De acordo com a ação, a mulher levou a cadela, chamada Olívia, ao hospital veterinário após o animal apresentar dor intensa em uma das patas. Durante o atendimento, a profissional responsável indicou a aplicação de medicamentos injetáveis.
A situação ocorreu no momento da aplicação: com a cachorra no colo da tutora, a veterinária acabou injetando o conteúdo da seringa no braço da própria cliente, de forma acidental.
Segundo o processo, o medicamento utilizado foi o enrofloxacino, um antibiótico de uso veterinário. Logo após a aplicação, a tutora relatou dor intensa e ardência no local.
Ela procurou atendimento médico na Santa Casa de Vinhedo, onde recebeu medicação para conter uma reação alérgica. Nos dias seguintes, buscou avaliação no Hospital Sírio-Libanês, em São Paulo, dando continuidade ao tratamento com:
- antibióticos
- corticoides
- exames clínicos
O quadro incluiu a formação de edema no braço, o que motivou o acompanhamento médico posterior.
O caso também foi registrado na Polícia Civil como lesão corporal culposa, quando não há intenção de causar dano.
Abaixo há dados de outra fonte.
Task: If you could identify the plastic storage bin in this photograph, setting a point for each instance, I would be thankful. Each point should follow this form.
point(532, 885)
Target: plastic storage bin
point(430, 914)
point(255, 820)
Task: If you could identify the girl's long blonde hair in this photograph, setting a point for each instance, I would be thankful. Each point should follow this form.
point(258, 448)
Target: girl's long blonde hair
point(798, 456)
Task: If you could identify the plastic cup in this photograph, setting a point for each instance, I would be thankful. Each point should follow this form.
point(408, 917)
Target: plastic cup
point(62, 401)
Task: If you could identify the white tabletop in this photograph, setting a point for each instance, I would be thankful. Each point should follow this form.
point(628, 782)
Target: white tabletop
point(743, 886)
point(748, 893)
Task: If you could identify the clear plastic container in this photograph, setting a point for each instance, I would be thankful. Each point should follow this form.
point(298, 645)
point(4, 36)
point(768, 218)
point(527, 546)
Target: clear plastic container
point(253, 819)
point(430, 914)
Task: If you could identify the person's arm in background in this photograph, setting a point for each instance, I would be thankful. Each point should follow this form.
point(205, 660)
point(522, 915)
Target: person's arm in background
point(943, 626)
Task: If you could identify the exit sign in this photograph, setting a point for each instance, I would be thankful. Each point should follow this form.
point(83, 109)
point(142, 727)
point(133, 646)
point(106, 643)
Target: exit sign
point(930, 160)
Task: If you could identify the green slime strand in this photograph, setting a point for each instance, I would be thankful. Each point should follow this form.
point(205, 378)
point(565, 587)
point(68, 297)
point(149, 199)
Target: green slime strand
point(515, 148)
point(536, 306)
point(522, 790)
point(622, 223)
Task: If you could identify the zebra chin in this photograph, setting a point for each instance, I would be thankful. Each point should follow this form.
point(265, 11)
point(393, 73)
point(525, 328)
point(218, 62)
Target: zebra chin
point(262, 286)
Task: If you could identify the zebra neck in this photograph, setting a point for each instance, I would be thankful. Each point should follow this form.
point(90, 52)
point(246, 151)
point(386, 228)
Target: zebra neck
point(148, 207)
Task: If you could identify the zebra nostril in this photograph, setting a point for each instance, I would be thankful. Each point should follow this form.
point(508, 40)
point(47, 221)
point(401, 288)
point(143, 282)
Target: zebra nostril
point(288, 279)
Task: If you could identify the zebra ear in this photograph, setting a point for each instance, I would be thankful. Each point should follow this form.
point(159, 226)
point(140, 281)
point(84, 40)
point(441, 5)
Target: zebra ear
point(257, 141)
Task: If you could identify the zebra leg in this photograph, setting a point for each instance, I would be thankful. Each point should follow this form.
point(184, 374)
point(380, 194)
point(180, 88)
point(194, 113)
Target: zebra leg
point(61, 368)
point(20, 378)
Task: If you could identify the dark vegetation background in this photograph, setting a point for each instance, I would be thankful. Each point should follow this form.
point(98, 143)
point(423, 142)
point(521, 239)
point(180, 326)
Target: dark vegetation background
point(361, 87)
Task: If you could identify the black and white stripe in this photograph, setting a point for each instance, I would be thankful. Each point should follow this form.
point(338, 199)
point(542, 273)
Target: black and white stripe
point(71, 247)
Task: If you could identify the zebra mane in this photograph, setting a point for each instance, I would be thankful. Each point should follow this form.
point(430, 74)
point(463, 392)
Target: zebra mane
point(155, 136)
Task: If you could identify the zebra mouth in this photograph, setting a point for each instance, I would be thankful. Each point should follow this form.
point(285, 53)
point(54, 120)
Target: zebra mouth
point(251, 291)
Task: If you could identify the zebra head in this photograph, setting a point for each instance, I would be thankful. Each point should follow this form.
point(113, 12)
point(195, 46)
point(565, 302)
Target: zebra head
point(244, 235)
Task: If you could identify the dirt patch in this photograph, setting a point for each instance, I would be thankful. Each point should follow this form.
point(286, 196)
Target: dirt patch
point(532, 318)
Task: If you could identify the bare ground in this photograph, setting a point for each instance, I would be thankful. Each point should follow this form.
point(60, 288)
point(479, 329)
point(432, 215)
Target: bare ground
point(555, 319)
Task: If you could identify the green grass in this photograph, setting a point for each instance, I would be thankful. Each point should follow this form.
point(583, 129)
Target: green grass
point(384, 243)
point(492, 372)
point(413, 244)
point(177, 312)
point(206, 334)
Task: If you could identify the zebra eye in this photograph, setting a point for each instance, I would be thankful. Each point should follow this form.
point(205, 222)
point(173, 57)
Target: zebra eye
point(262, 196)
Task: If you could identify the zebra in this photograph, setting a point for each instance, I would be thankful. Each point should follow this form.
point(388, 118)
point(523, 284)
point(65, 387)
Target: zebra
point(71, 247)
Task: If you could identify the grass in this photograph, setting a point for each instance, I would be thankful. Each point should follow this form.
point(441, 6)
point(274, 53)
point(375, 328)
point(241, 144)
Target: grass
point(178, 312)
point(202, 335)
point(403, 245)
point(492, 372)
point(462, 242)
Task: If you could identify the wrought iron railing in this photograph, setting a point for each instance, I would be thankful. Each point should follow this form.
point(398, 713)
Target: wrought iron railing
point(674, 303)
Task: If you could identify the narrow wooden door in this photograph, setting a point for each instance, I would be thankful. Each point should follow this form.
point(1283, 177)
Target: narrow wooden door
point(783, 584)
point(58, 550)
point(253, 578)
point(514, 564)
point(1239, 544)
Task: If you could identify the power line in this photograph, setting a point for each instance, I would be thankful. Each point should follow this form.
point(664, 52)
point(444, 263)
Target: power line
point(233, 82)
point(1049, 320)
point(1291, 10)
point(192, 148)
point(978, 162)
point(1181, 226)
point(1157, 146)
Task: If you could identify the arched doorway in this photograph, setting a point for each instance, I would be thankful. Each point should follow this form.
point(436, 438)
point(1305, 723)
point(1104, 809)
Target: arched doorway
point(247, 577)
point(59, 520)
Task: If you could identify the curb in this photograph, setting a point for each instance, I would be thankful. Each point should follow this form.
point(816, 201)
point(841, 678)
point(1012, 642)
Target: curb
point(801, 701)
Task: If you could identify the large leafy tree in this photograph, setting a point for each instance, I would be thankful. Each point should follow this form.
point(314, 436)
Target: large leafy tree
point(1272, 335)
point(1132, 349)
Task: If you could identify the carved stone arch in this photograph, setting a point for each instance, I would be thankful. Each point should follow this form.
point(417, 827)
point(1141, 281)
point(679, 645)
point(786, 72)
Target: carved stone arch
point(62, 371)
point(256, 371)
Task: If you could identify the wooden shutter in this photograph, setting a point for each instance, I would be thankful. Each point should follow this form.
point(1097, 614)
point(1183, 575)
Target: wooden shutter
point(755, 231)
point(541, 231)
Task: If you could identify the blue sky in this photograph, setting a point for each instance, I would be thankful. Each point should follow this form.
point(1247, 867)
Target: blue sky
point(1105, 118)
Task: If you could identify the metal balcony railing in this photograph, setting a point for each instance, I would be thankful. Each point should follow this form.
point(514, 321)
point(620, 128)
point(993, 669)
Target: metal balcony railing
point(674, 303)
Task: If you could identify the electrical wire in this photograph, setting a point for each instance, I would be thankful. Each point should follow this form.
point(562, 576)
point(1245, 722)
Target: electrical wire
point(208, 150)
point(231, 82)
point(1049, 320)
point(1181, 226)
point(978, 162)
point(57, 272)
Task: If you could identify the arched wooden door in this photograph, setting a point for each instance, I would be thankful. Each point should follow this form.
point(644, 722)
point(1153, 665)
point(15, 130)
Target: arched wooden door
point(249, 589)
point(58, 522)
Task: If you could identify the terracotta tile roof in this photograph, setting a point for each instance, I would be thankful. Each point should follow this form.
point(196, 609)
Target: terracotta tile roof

A investigação resultou em um termo circunstanciado. A profissional envolvida firmou acordo com o Ministério Público, com pagamento de um salário mínimo como prestação pecuniária, sem indenização direta à vítima.
Na esfera cível, a tutora solicita uma indenização total de R$ 52.357,18, dividida em:
- R$ 2.357,18 por despesas médicas e medicamentos
- R$ 50 mil por danos morais
A defesa da vítima argumenta que houve falha na prestação do serviço, além de abalo emocional decorrente do episódio.
Em nota, o hospital veterinário afirmou que o caso foi um episódio isolado e destacou que prestou assistência à cliente desde o início.
O estabelecimento também informou que atua há mais de 13 anos na cidade sem registros semelhantes e que, até o momento, não foi formalmente citado no processo, motivo pelo qual não comenta detalhes técnicos ou jurídicos.
O caso levanta discussões sobre responsabilidade em serviços de saúde animal, especialmente quando falhas operacionais atingem diretamente o cliente.
A ação segue em tramitação na Justiça de Vinhedo e ainda não há decisão sobre o pedido de indenização.